Book Boat

Review: River Tips and Tree Trunks, Notes and Reflections on Water and Wood, by S.H. Semken, $14.95 from Ice Cube Press, 205 North Front Street, North Liberty, Iowa 52317-9302. ISBN: 1-888160-63-2. icecube@inav.net

 

This book is attractive, deceptive, puzzling, often irritating, like a river, certainly, and also like a river with a strength of character not obvious at first glance. In fact, with my first look it was the irritation that was obvious, mine at some wording and sentences that if they appeared in the work of my writing students I would x-out, re-route, suggest alternate flows and passages, like this one:

This type of behavior, once again, is that of an immature person, one that is accepted precisely because it allows one to be unaccountable, and irresponsible, and at times, promoting an attitude that looks forward to a scolding.

But the more I read in this book, the more I allow myself to enter into it and be carried by it, the more I realize the pull of this man’s language, certainly, the more his book is a river. At random these sentences:

“The Snake River requires gesture.”

“At the Royal Gorge in southwestern Wyoming you’ll find emerald water. It is a slow motion landscape.”

“We are a society hoping for, and convinced that maids can pick up after us, silently and miraculously.”

The last sentence, especially should cause reflection, reflection as Thoreau knew of it, the tree lined bank on the water, or was the water reflected in the trees? “We are a society hoping for...” what?

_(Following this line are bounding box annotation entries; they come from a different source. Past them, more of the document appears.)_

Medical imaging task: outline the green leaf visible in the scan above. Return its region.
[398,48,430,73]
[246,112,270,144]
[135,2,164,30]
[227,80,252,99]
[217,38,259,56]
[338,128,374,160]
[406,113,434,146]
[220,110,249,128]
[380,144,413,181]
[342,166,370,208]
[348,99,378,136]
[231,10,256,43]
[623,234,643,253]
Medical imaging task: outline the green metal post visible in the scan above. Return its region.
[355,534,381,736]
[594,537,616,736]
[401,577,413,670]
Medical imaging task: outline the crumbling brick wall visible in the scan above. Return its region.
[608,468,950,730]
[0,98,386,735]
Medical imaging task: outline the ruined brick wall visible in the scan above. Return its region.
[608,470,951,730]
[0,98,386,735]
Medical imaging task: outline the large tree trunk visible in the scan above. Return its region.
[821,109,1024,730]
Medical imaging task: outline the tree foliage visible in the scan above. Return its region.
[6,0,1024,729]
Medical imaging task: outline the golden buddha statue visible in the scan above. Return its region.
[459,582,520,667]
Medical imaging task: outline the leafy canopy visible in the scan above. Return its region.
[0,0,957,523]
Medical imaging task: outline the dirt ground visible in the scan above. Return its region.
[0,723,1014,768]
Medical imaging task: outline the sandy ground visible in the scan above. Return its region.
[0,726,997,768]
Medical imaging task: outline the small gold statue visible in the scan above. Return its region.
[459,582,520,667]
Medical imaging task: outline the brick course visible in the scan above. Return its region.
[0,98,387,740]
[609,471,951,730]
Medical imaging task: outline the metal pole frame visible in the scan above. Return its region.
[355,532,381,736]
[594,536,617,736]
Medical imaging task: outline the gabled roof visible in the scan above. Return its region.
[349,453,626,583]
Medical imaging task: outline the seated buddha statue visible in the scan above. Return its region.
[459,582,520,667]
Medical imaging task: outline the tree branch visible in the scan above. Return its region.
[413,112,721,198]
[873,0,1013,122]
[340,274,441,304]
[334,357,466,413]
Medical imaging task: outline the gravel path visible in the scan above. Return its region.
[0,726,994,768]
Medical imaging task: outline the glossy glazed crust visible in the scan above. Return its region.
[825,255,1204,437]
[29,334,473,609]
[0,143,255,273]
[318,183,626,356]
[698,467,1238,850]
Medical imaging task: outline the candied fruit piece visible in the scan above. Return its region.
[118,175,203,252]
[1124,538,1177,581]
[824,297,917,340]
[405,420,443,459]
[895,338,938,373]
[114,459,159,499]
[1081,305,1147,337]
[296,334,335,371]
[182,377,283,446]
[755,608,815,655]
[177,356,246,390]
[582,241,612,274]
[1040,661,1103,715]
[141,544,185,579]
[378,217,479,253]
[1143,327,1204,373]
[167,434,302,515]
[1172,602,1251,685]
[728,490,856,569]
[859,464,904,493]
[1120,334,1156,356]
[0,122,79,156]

The mystery, the lack we readers must fill if we enter into this man’s prose with the necessary respect and appreciation, and then followed by a wonderful and most appropriate image. This sentence could be slipped into Thoreau’s Journals and no one would notice.

Semken is also a poet, though he may not write verse. But his sensibilities are such that he has either trained himself well or absorbed from the rivers and trees he had meditated upon enough of the stuff of language that makes for poetry that he needn’t take time for the study necessary for a good poem. His meditations have lead to the kinds of associations that are the heart of the poem. Follow him through the section on trees: “Family tree, Tree as Sacred, Divining rods, Ocean tree, Walking sticks, Totem Poles, Barns, Flow through Giant Redwood, Food bearing trees, Bark.” His bark, which is, as should be apparent by now, also Whitman’s “barbaric yarp” is what we need value. It is uncompromising, and it takes us to the deeps of his language, a language as rooted as those trees, rooted certainly, but allowing us, along with him, to flow through, to be taken out of ourselves silently reading, along with him on this physical, mystical journey. Semken knows his rivers and he knows his writing. (And he also knows that rivers are trees [“The river turns to tree turns to water to river: the shapeshifter theory is resurrected”]). His is a book to take along with you so that you may be taken along with him. There are many ways to say this, perhaps this is most appropriate: this man would be always welcome on any canoe trip or whitewater rafting trip I’ll be taking this year or any year.